Now, both rivals field nuclear arsenals and delivery systems that are nearly on par with those field by the Pentagon, and that means nuclear war is far more likely now than at any time in decades, according to the chief of the U.S. Strategic Command, which is responsible for our nuclear forces and responses.


In a column for “Proceedings,” the magazine of the U.S. Naval Institute, Adm. Charles Richard wrote there is a “real possibility” for a regional crisis between either Russia or China that “could escalate quickly to a conflict involving nuclear weapons, if they perceived a conventional loss would threaten the regime or state. (Related: Former DNI John Ratcliffe confirms that China, not Russia, had a very large role interfering with our 2020 election.)

“Consequently, the U.S. military must shift its principal assumption from ‘nuclear employment is not possible’ to ‘nuclear employment is a very real possibility,’ and act to meet and deter that reality,” he wrote. “We cannot approach nuclear deterrence the same way. It must be tailored and evolved for the dynamic environment we face.”

As such, the Defense Department should “establish unity” to deal with “Russian and Chinese aggression, while understanding they require different deterrence approaches, and incorporating that thinking into professional military education at the earliest opportunity.”

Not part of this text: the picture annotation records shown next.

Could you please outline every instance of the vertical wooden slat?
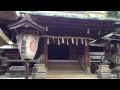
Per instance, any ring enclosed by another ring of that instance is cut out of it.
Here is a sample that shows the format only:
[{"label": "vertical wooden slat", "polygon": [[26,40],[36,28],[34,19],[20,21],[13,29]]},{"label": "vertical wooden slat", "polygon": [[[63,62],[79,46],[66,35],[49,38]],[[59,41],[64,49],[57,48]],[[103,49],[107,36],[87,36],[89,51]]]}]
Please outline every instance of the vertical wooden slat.
[{"label": "vertical wooden slat", "polygon": [[47,45],[47,38],[44,38],[44,64],[48,66],[48,45]]},{"label": "vertical wooden slat", "polygon": [[85,41],[85,64],[86,64],[86,72],[90,73],[90,57],[89,57],[89,41],[86,39]]}]

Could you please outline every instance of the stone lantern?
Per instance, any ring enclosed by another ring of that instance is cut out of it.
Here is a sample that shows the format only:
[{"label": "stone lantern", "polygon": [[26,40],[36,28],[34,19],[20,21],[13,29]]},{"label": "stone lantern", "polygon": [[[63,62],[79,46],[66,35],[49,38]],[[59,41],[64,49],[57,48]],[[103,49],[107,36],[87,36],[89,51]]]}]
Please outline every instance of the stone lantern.
[{"label": "stone lantern", "polygon": [[22,60],[26,60],[25,78],[29,76],[29,60],[34,59],[39,38],[47,27],[43,27],[32,21],[30,15],[25,15],[20,21],[8,25],[11,31],[16,33],[18,49]]}]

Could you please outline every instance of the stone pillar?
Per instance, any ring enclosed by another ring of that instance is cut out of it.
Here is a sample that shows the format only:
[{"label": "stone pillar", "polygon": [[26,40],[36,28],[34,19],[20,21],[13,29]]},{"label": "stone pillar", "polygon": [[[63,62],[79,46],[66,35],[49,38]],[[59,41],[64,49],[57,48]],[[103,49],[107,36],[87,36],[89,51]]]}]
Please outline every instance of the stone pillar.
[{"label": "stone pillar", "polygon": [[86,73],[90,72],[90,56],[89,56],[89,41],[85,39],[85,64],[86,64]]},{"label": "stone pillar", "polygon": [[44,64],[48,66],[48,45],[47,45],[47,38],[44,38]]},{"label": "stone pillar", "polygon": [[46,78],[46,67],[45,64],[35,64],[32,73],[32,79],[45,79]]},{"label": "stone pillar", "polygon": [[98,65],[97,77],[99,79],[111,79],[111,70],[109,65]]}]

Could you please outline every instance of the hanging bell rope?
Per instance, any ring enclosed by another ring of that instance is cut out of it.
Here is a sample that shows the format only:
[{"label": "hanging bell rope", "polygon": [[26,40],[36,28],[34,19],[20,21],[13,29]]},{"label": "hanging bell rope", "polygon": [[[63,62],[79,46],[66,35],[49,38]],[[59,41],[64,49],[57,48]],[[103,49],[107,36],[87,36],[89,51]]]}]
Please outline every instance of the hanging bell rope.
[{"label": "hanging bell rope", "polygon": [[76,38],[76,46],[78,46],[78,39]]},{"label": "hanging bell rope", "polygon": [[47,45],[49,45],[49,37],[47,38]]},{"label": "hanging bell rope", "polygon": [[117,48],[119,48],[120,46],[119,46],[119,44],[117,43]]},{"label": "hanging bell rope", "polygon": [[68,38],[67,38],[67,45],[69,45],[69,43],[68,43]]},{"label": "hanging bell rope", "polygon": [[64,38],[62,37],[62,43],[64,43]]},{"label": "hanging bell rope", "polygon": [[55,38],[54,38],[54,37],[52,37],[52,39],[53,39],[53,42],[55,43]]},{"label": "hanging bell rope", "polygon": [[46,26],[45,31],[48,31],[48,26]]},{"label": "hanging bell rope", "polygon": [[74,39],[72,38],[72,44],[74,44]]},{"label": "hanging bell rope", "polygon": [[87,40],[85,39],[85,46],[88,46]]},{"label": "hanging bell rope", "polygon": [[83,42],[83,38],[81,38],[81,44],[84,44],[84,42]]},{"label": "hanging bell rope", "polygon": [[58,45],[60,45],[60,39],[58,38]]}]

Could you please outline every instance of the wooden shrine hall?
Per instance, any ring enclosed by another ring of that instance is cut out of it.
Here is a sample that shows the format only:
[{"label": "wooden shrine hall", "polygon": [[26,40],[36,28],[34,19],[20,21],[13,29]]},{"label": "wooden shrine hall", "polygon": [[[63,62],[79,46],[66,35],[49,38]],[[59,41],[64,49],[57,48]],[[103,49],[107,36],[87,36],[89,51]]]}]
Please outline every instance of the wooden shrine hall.
[{"label": "wooden shrine hall", "polygon": [[[89,42],[114,32],[120,26],[115,24],[116,20],[87,18],[77,14],[68,15],[66,13],[54,14],[32,11],[21,11],[20,14],[21,16],[18,20],[0,20],[0,27],[15,44],[17,43],[15,38],[16,33],[9,30],[7,25],[19,22],[23,18],[23,14],[29,14],[32,21],[38,25],[47,27],[40,36],[35,60],[43,54],[43,63],[48,70],[74,70],[75,65],[76,67],[77,65],[80,68],[83,67],[82,64],[80,64],[81,61],[83,61],[85,71],[89,73]],[[22,27],[20,29],[22,29]],[[27,28],[27,30],[31,29]],[[9,53],[9,50],[6,50],[6,52]],[[18,59],[20,58],[18,57]],[[77,64],[74,64],[76,62]]]}]

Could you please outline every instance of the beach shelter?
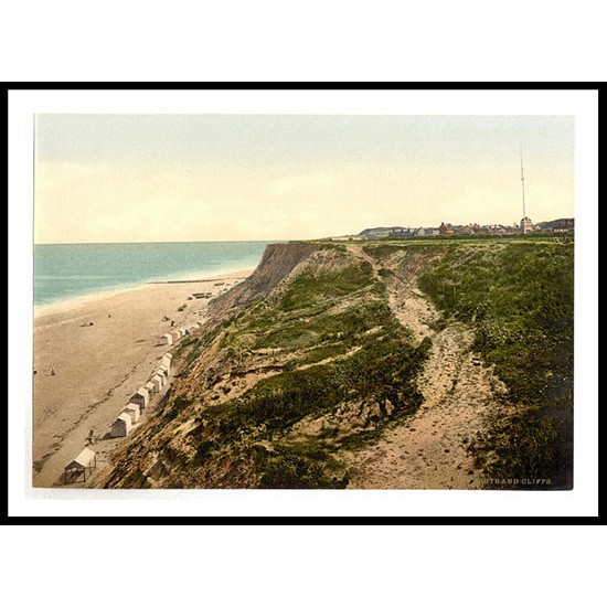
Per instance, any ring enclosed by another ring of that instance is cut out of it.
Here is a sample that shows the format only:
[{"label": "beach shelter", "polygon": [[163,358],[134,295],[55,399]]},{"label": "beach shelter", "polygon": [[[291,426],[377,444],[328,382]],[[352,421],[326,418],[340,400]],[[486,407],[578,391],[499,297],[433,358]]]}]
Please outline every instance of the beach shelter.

While the U.S. has been slow to modernize its nuclear arsenal, Russia and China have invested more heavily and now threaten to “escalate past us,” Richard added.


In an interview with the Washington Times, the four-star admiral said that the U.S. is likely to face “two nuclear-capable peers by the end of this decade.”

“We’ve assumed strategic deterrence will hold in the future, but as the threat environment changes, this may not be the case,” he explained. “We need to be ready to respond to cross-domain threats to ensure the security of our nation and allies by thinking holistically about strategic deterrence in the 21st century.”